Synthetic fiber blends, especially polyester blends, are produced in large quantities in blends with cellulosics. These; It is used in shirting, dresses, outerwear, rainwear, workwear and home textiles. Polyester/wool blends are used in suits, dresses and outerwear, hand knits and knitted garments. Carpets occupy a large space in the nylon/wool mixture. Blended yarns have been used in woven fabrics for years to provide features such as comfort, bulkiness and durability. The contrast dyeability and attractive effects of component yarns increase the possibilities of usability in carpets and knitted products. Finished fabrics are soft but not strong. They are especially useful where high strength, durability and moisture absorption are required.
GENERAL PROPERTIES OF FIBER BLENDERS
In order for the dyeing process to be healthy, it is useful to know some properties of the fibers that make up the mixture in terms of dyeing. The hydrophilicity and ionicity of the fibers closely affect the dyeing result. If a general classification is made, the fibers hydrophobe ve hydrophilic can be divided into two main groups;
1- Hydrophilic Fibers:
A--Cellulose-based (cotton, linen and regenerated cellulose fibers)
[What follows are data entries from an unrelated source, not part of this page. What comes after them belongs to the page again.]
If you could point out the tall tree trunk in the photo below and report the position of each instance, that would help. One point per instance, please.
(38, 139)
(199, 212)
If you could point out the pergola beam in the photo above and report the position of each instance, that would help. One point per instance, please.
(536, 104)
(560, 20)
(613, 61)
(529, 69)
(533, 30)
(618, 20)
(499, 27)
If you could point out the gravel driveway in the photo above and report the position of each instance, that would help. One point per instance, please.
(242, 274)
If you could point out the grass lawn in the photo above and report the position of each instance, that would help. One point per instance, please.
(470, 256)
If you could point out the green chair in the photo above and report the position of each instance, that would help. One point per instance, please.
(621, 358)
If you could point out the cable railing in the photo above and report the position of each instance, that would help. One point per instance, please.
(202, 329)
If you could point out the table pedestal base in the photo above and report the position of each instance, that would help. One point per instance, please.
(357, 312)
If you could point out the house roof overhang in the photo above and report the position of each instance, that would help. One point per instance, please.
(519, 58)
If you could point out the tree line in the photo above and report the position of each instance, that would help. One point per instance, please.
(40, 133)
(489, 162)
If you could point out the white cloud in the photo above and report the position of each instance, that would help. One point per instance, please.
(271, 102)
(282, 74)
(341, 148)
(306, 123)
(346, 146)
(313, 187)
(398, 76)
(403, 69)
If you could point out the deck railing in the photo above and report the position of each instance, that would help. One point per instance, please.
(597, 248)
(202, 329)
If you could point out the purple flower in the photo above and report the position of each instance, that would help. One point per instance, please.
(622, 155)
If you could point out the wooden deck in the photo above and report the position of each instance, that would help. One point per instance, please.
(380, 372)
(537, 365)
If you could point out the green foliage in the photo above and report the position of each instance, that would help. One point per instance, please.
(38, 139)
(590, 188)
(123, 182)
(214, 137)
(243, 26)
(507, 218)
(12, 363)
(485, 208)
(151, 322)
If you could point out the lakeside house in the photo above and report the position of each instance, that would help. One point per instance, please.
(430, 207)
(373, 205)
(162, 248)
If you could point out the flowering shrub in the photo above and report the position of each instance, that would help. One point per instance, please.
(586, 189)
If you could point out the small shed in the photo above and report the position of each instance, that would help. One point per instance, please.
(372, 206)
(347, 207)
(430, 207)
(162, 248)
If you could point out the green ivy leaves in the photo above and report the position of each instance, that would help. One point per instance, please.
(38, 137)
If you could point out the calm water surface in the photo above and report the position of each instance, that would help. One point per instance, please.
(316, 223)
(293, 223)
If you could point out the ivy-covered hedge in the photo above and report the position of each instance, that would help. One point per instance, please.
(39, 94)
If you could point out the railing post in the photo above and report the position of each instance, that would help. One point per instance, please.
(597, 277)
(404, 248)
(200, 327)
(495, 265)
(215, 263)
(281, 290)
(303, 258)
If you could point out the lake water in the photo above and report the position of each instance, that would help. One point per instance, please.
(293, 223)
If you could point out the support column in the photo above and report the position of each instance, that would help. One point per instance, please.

B-Protein based ones (wool, silk, mohair and regenerated protein fibers)
Another important feature of the fibers for the dyer is their ionicity in the dyeing medium, and they can be divided into three groups:
1-Non-ionic Fibers: Polyester, acetate, triacetate and cellulose fibers (cellulose fiber shows slightly anionic properties compared to the previous process.)
2-Anionic Fibers: Polyacrylonitrile
3-Cationic Fibers: wool, silk, polyamide
This grouping made in terms of ionicity and hydrophilicity is not precise, and the properties may change according to the previous processes and dyeing conditions of the fibers. Apart from these properties, the type and density of the bonds between the macromolecule forming the fiber and the amount of amorphous and crystalline regions also affect the dyeing result closely.
1- Non-ionic Group Dyestuffs (insoluble in water): Pigment, disperse and some 1:2 metal complex dyes.
2-Dyestuffs Containing Anionic Group: Such as direct, acid, reactive, chromium, 1:1 metal complex, cubic/loyko ester, water-soluble sulfur.